State on the west coast of India, lying 400 km/250 mi south of Mumbai (formerly Bombay); area 3,702 sq km/1,429 sq mi; population (2001 est) 1,344,000. The capital is Panaji. Tourism is very important to the economy; local industries include clothing, footwear, pesticides, manganese, and fishing nets. Agriculture is based on the cultivation of rice, pulses, cashew nuts, coconuts, and ragi (a cereal). Iron ore is mined in the state, and exported from the port of Marmagoa, while the tropical climate and picturesque Indian Ocean beaches contributed to the rise of Goa as a major tourist resort in the late 20th century.
Goa was captured by the Portuguese in 1510; the inland area was added in the 18th century. Goa was incorporated into India as a Union Territory with Daman and Diu in 1961 and became a state in 1987. The long European period left many legacies, including a large (40%) Christian minority.

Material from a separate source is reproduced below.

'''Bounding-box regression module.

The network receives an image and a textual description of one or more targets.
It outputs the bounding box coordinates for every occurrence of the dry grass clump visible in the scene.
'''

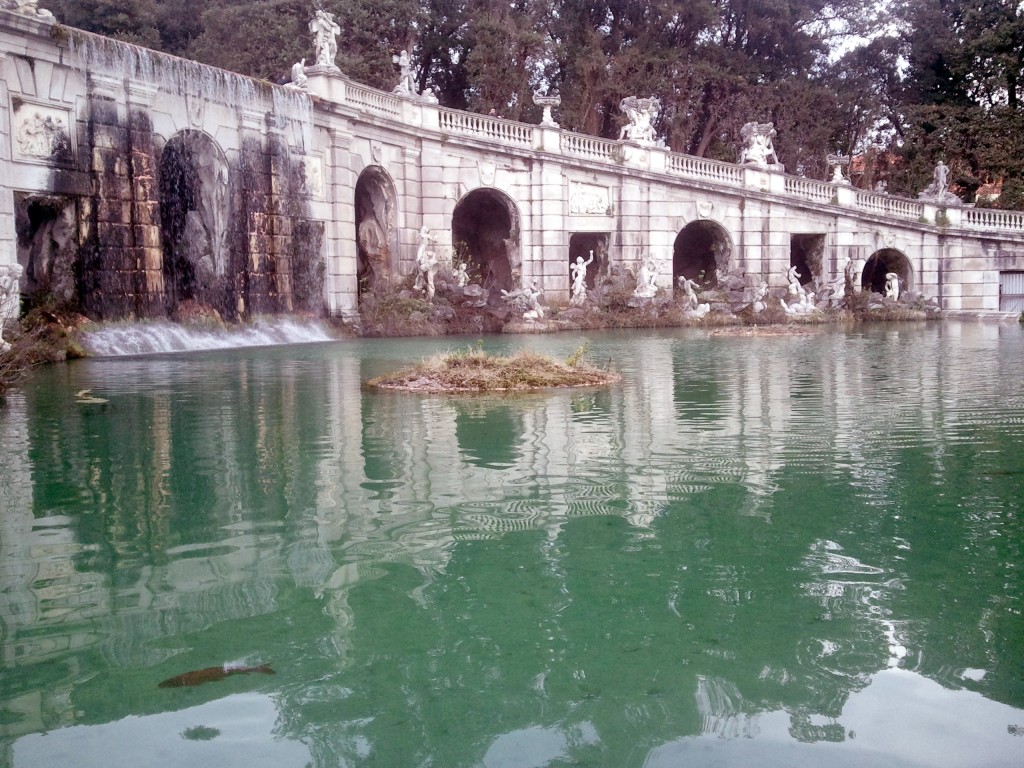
[369,348,620,392]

Physical Goa is bounded on the east by the Western Ghats, which reach nearly 1,300 m/4,260 ft; the rich lowland soils have a high mineral content. The Mandovi and Zuari rivers share an estuary at Panaji, which has mangrove forests providing habitats for marine birdlife.
Features Notable features are Goa's Portuguese colonial architecture; the baroque church of Bom Jesus (built 1594–1603), with the tomb and shrine of St Francis Xavier, is a World Heritage Site. The Salim Ali bird sanctuary on Chorao Island opposite Panaji.